It is doubtful whether the method of item selection adequately selected relevant items for the target population and it is unclear whether the participants of the pilot test were asked about the content coverage of the PROM. It was developed for community studies, and even though this is a heterogeneous target population, no information on the age or gender of the study populations was given. Therefore, it is unclear whether the study populations, from concept elicitation to the final test of the PROM, can adequately fit any target population. No cognitive interviews regarding the final set of items were conducted. In summary, the content validity is rated as inadequate. Furthermore, no psychometric analyses were conducted on data collected with the GPQ including testing of unidimensionality.

Global Pain Scale (GPS)

PROM Development and Content Validity

The GPS is based on a biopsychosocial model of pain and was developed as a screening tool and outcome measure to assess physical pain, affective effects of pain, specific clinical outcomes, and interference with daily activity. The scale consists of the subscales “your pain”, “your feelings”, “clinical outcomes”, and “your activity”.

The items were developed by the authors, organized to a scale, and tested on 262 undergraduate university students with self-reported chronic pain.

Psychometric Properties

The scale was tested for construct and criterion validity by correlation analyses with the short-form MPQ, MPI, and Perceived Stress Scale. A CFA was conducted to ensure unidimensionality and internal consistency was calculated with Cronbach’s Alpha with a value of 0.84 for the “your feelings” subscale.23


The developers of the GPS clearly described the construct, target population, and context of use; however, as they generated the items without any description of patient involvement, the scale is rated to have inadequate content validity.

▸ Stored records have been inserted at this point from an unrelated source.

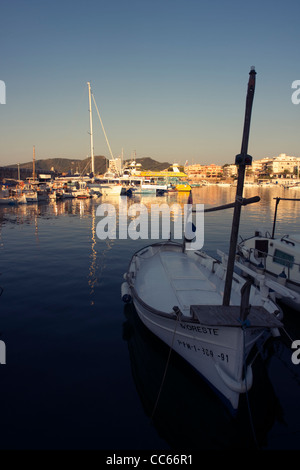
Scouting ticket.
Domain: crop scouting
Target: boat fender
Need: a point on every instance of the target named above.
(125, 293)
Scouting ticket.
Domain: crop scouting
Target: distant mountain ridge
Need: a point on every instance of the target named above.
(66, 165)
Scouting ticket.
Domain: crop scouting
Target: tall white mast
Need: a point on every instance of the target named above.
(91, 130)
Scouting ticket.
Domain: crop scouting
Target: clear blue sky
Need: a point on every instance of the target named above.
(169, 78)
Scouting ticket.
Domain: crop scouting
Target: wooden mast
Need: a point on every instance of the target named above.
(33, 164)
(91, 131)
(241, 160)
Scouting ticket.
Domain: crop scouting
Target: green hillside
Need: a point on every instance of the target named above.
(65, 165)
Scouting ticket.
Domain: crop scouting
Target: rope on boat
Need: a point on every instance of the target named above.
(177, 312)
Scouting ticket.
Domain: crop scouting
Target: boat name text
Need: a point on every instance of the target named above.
(296, 354)
(200, 329)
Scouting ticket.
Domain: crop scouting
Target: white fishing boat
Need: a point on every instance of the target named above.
(178, 296)
(199, 307)
(277, 258)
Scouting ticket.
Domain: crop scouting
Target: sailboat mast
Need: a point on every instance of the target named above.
(91, 129)
(33, 164)
(241, 160)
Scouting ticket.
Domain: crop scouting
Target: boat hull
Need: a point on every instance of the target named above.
(271, 258)
(218, 351)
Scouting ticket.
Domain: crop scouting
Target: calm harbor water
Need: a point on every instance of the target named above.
(83, 373)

The a priori factor structures were confirmed by factor analysis, but only university students with self-reported pain were included in the psychometric testing. It is unknown, therefore, if GPS will possess the same measurement properties in other populations.

Multidimensional Affect and Pain Survey (MAPS)

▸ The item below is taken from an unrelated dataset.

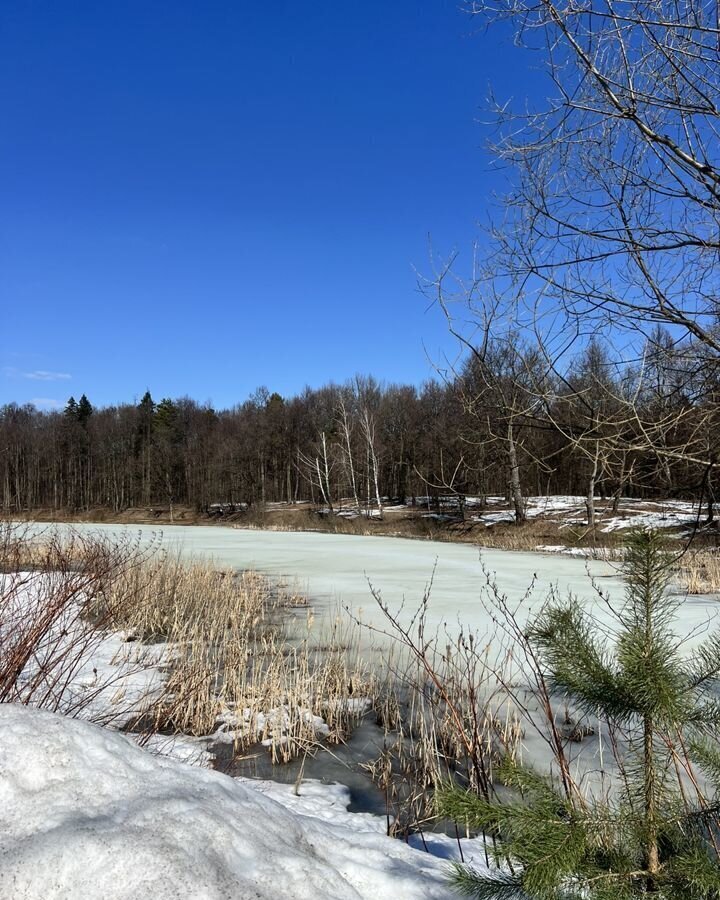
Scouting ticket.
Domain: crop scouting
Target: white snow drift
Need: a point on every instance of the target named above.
(86, 814)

PROM Development and Content Validity

MAPS was developed as a pain measurement tool consisting of 101 descriptors of pain and emotions. The descriptors were selected from checklists of psychological symptomatology and the initial set of 270 words described by Melzack and Torgerson in 1971.24

Healthy volunteers sorted these items using a pile-sort method into groups that contained items thematically related to one another.25

Psychometric Properties

A cluster analysis was performed organizing the sorted items in a dendrogram, after which redundant items were removed. Subsequently, a group of 104 healthy volunteers from three different ethnic groups, divided into six sex-ethnocultural groups, sorted the remaining items using the same pile-sort method. Another cluster analysis determined the final dendrogram structure of the MAPS after the removal of yet another 34 redundant items and 54 items that had different meanings in the different groups.

The final questionnaire was subjected to principal components analysis. The analysis yielded 6 factors, with a distinct affective factor named “negative emotions”.

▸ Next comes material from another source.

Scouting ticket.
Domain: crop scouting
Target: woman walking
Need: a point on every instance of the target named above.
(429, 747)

The PROM development and content validity were rated inadequate, as the authors did not clearly describe the construct to be measured, the context for use of the questionnaire, or the target population. Furthermore, there was no description of patients being asked about content relevance, content coverage, or understandability. Healthy volunteers sorted the items and a factor analysis was conducted on outpatients with cancer, raising doubt as to whether the PROM was tested on the population for which it was intended.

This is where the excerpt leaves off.